QIP sagt das ich ne andere version nehmen muss und beim Neuen ist das PW angeblich immer falsch -.-

5.1 will gar nichts machen ....

Hat wer ähnliche Erfahrung im moment gemacht?

Edit: und wer hatte ne neue ICQ nummer in seinen Account mit dem Namen ICQ System ?


----------



## HeNrY (1. Juli 2008)

Bei mir geht QIP (Infium) einwandfrei.


----------



## JimBeam (1. Juli 2008)

Die alten QIP Version bis einschliesslich 8060 gehen nicht mehr aber 8070 geht. http://p6.ru/qip8070.exe


----------



## Klutten (1. Juli 2008)

Ich habe Heute auch mit dem Problem gekämpft, dass ICQ unbedingt Version 6 installieren wollte. Da musste ich erst mal tief durchatmen, denn diesen kunterbunten Jahrmarkt wollte ich mir auf gar keinen Fall antun. Mein Retter in der Not war dann der gute McZonk, der mich auf folgende Seite lotste.

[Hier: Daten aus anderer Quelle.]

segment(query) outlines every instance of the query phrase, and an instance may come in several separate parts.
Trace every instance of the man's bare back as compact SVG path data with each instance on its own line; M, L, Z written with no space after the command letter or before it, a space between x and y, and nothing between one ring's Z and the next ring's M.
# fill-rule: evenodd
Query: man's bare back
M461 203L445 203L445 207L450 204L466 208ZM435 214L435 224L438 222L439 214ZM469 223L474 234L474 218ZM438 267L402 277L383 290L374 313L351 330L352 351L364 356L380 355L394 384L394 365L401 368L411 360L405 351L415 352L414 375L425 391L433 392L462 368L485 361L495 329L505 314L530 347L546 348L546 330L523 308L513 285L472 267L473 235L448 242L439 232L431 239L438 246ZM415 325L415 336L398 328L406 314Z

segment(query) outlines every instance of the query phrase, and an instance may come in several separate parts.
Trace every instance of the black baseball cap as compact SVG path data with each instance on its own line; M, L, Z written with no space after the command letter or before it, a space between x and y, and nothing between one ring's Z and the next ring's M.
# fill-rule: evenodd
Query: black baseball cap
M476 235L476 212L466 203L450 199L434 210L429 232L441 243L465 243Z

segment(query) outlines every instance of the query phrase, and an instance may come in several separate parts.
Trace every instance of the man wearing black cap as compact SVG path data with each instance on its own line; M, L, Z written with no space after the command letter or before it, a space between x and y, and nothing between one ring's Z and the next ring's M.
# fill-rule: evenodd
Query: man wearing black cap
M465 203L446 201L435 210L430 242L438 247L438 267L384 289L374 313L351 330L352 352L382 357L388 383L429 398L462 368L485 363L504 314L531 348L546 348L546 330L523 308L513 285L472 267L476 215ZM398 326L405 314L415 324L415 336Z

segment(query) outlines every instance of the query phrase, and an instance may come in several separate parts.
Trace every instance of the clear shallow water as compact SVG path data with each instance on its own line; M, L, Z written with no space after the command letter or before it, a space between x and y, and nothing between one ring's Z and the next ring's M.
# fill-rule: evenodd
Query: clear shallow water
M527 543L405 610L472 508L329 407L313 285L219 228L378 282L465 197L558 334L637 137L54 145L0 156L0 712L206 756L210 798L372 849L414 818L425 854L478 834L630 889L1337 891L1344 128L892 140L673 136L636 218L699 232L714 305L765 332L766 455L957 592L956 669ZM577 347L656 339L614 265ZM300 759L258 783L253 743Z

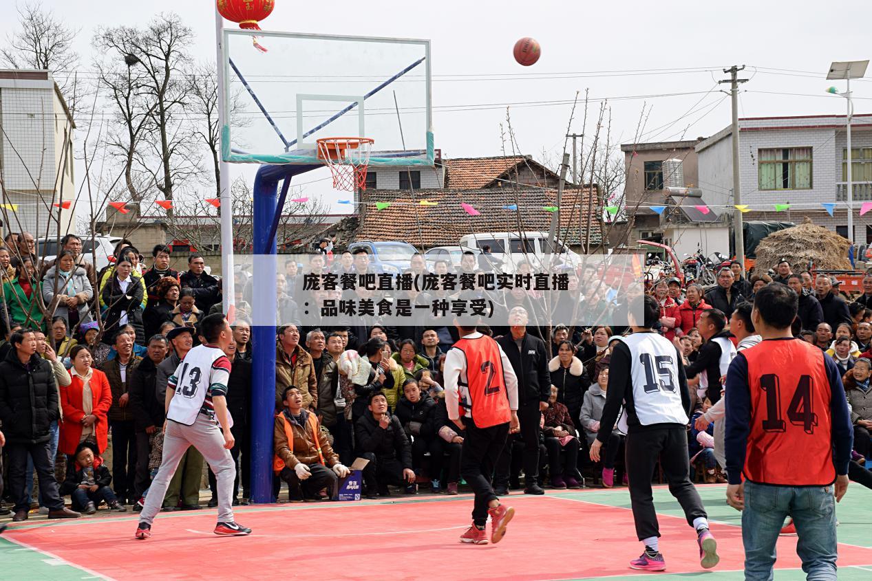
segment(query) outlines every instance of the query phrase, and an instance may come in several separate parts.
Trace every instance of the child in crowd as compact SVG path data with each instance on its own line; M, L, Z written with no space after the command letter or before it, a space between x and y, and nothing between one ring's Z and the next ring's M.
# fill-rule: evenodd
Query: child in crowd
M66 479L61 486L61 494L69 494L72 498L73 510L92 515L99 503L106 501L113 512L126 512L109 488L112 475L103 465L97 446L90 442L81 443L76 448L75 459L67 463Z

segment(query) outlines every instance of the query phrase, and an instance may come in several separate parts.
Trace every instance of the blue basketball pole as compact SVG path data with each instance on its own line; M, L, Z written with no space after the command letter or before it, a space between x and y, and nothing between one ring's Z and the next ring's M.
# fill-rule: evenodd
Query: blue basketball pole
M283 180L288 184L295 175L318 167L320 166L261 166L255 176L251 305L251 342L254 346L251 369L251 500L255 503L271 503L274 500L272 459L277 273L275 233L282 214L282 207L278 205L278 184Z

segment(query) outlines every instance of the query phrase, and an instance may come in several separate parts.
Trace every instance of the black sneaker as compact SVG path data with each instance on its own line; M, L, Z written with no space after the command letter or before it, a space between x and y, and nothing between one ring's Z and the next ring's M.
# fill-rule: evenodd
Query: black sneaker
M218 523L215 525L215 533L221 537L242 537L250 535L251 529L240 526L236 523Z

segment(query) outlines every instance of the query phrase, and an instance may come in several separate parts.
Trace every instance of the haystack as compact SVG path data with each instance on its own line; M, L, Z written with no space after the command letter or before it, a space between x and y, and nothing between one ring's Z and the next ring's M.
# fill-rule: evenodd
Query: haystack
M794 272L805 270L808 262L824 270L851 270L848 260L848 240L820 226L807 217L792 228L769 234L757 247L754 270L765 273L774 268L781 258L790 261Z

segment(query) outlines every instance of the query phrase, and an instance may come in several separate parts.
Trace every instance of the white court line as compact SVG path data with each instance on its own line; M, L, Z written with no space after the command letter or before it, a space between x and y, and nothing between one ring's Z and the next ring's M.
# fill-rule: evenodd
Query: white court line
M419 529L417 530L385 530L383 532L351 532L351 533L338 533L335 535L257 535L254 534L255 537L271 537L275 538L316 538L316 537L367 537L367 536L376 536L376 535L411 535L419 532L440 532L442 530L455 530L458 529L467 528L466 524L462 526L448 526L442 529ZM223 537L224 535L215 535L214 532L208 532L205 530L194 530L194 529L185 529L187 532L193 532L197 535L208 535L215 537Z
M16 544L17 544L19 546L22 546L22 547L24 547L25 549L30 549L31 551L36 551L37 553L42 553L43 555L45 555L46 557L51 557L52 559L55 559L57 561L60 561L60 563L52 563L51 564L67 564L67 565L70 565L71 567L72 567L73 569L78 569L78 571L84 571L84 572L88 573L89 575L92 576L91 578L82 578L104 579L105 581L115 581L115 579L113 579L111 577L108 577L106 575L103 575L102 573L99 573L96 571L93 571L92 569L89 569L87 567L83 567L82 565L76 564L74 563L71 563L70 561L67 561L65 558L58 557L57 555L55 555L52 552L50 552L48 551L44 551L43 549L37 549L37 547L34 547L31 544L24 543L24 541L19 541L18 539L15 538L14 537L10 537L9 535L3 535L3 539L9 541L10 543L15 543Z

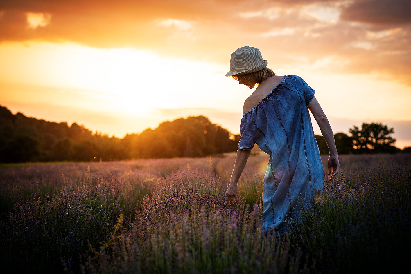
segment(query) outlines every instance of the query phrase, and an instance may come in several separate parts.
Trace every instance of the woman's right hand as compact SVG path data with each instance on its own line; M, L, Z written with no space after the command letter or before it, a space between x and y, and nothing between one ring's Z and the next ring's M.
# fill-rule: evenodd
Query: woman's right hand
M229 185L229 188L226 192L226 196L227 197L227 201L229 204L232 204L235 206L238 203L238 198L237 197L237 190L236 184L230 183Z
M331 174L330 180L334 180L338 173L339 169L339 161L338 161L338 156L330 155L328 158L328 176ZM331 171L332 171L332 174Z

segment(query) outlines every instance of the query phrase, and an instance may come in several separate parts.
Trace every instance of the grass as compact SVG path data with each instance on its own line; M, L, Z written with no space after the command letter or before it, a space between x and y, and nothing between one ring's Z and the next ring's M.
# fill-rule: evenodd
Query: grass
M326 159L323 159L323 163ZM0 168L2 267L20 273L395 272L411 255L411 155L340 157L342 173L276 238L259 229L268 157Z

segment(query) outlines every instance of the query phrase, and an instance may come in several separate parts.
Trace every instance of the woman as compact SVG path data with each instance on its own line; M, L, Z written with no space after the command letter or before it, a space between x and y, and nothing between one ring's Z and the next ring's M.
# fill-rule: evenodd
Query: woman
M226 76L250 89L258 87L244 102L241 137L226 195L229 203L237 204L237 182L256 143L270 156L263 187L263 226L282 234L286 230L284 221L299 199L312 201L323 186L325 174L308 110L328 146L331 180L339 164L332 130L314 90L299 76L275 75L267 64L256 48L243 47L231 54Z

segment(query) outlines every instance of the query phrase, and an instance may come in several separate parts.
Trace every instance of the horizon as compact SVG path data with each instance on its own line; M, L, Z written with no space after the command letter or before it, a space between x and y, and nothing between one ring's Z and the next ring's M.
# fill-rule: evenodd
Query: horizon
M397 147L410 146L410 7L405 0L5 2L0 105L119 138L199 115L236 134L254 89L224 75L231 53L248 45L276 74L299 75L316 90L335 133L381 122L394 128Z

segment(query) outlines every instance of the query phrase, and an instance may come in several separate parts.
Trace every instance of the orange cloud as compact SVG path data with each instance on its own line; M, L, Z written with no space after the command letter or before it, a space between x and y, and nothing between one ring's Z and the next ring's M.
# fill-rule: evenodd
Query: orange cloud
M374 72L411 84L410 3L5 0L0 2L0 41L131 47L225 64L231 52L249 45L260 48L275 71L303 66L335 73ZM28 14L42 15L30 16L32 27L28 28Z

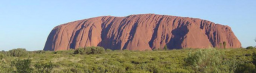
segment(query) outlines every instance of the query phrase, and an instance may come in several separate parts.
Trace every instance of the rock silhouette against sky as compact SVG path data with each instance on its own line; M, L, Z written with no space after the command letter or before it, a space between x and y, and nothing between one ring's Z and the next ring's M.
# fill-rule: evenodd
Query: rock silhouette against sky
M154 14L125 17L102 16L55 27L44 50L67 50L100 46L113 50L143 51L163 48L238 48L240 42L230 27L189 17ZM223 46L223 45L222 46Z

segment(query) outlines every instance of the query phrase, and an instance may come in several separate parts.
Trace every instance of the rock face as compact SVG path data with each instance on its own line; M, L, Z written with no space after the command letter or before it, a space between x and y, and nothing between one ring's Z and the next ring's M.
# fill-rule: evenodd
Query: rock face
M223 48L241 46L230 27L188 17L154 14L126 17L103 16L56 27L44 50L100 46L112 49L143 51L163 48Z

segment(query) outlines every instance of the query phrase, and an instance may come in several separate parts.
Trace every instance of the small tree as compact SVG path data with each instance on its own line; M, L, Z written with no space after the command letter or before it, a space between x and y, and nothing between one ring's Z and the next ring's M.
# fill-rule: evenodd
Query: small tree
M17 57L26 56L28 54L28 52L27 51L27 50L24 48L13 49L9 50L8 52L11 56Z
M226 42L223 42L223 46L224 46L224 49L226 48Z
M255 41L255 42L256 42L256 38L254 39L254 41ZM256 45L255 45L255 47L256 47Z
M31 60L16 59L14 61L11 61L12 67L14 67L16 70L14 70L13 73L32 73L33 69L31 68Z
M53 64L50 61L46 63L38 62L35 65L37 72L40 73L51 73L54 67Z
M105 49L102 47L87 47L79 48L74 52L74 54L102 54L105 52Z
M222 48L222 43L219 43L219 47L220 48Z
M167 45L165 45L165 46L163 47L163 50L168 50L168 48L167 48Z

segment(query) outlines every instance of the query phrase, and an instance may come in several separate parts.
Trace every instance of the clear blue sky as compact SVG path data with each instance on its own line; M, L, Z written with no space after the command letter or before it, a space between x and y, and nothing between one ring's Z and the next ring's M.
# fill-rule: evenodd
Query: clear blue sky
M0 0L0 50L42 50L52 29L70 21L148 13L200 18L228 25L243 47L256 44L255 0L97 1Z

murb.com - ICQ-Tools, Programme, Scripts, Wallpapers

Ende gut - Alles gut. 

Die zusätzliche ICQ-Nummer soll übrigens eine Service-Nummer sein. Du kannst sie also beruhigt löschen. Es handelt sich nicht, wie viele zuerst dachten, um einen Hackerangriff.


----------



## McZonk (1. Juli 2008)

Komischweise funktioniert bei mir QIP 8030 noch. Vllt liegts daran dass ich den User "ICQ System" frühzeitig aus meiner Kontaktliste gekickt hatte


----------



## JimBeam (1. Juli 2008)

McZonk schrieb:


> Komischweise funktioniert bei mir QIP 8030 noch. Vllt liegts daran dass ich den User "ICQ System" frühzeitig aus meiner Kontaktliste gekickt hatte



Bei nem Kumpel geht auch QIP 8040 noch, bei mir gingen alle bis zur 8060 nicht mehr nur die neue 8070 und Infium.
den ICQ System User hab ich auch gleich wieder entfernt.


----------



## Ares_Providence (1. Juli 2008)

hast du das normale Infinium?
ich habe das QIP Jeak, und das Psynova und es geht nicht mehr -.-

Das 6er macht mich gerade matsch im schädel,


----------



## JimBeam (1. Juli 2008)

Versuch das QIP 8070 was ich weiter oben verlinkt habe das geht eigentlich bei allen.


----------



## Ares_Providence (1. Juli 2008)

das hat er mir ebend nicht angezeigt beim aktualieseren der hat wohl wieder aussen cache geladen oder ich bn blinder als gedacht *g*

ist englisch muss ich mal nach nen Sprach Paket ausschau halten.
Aber es läuft und das ist das wichtigste.
Vorallem mus ich anmerken das von Jeak.de ist Stark an das normale QIP angelehnt.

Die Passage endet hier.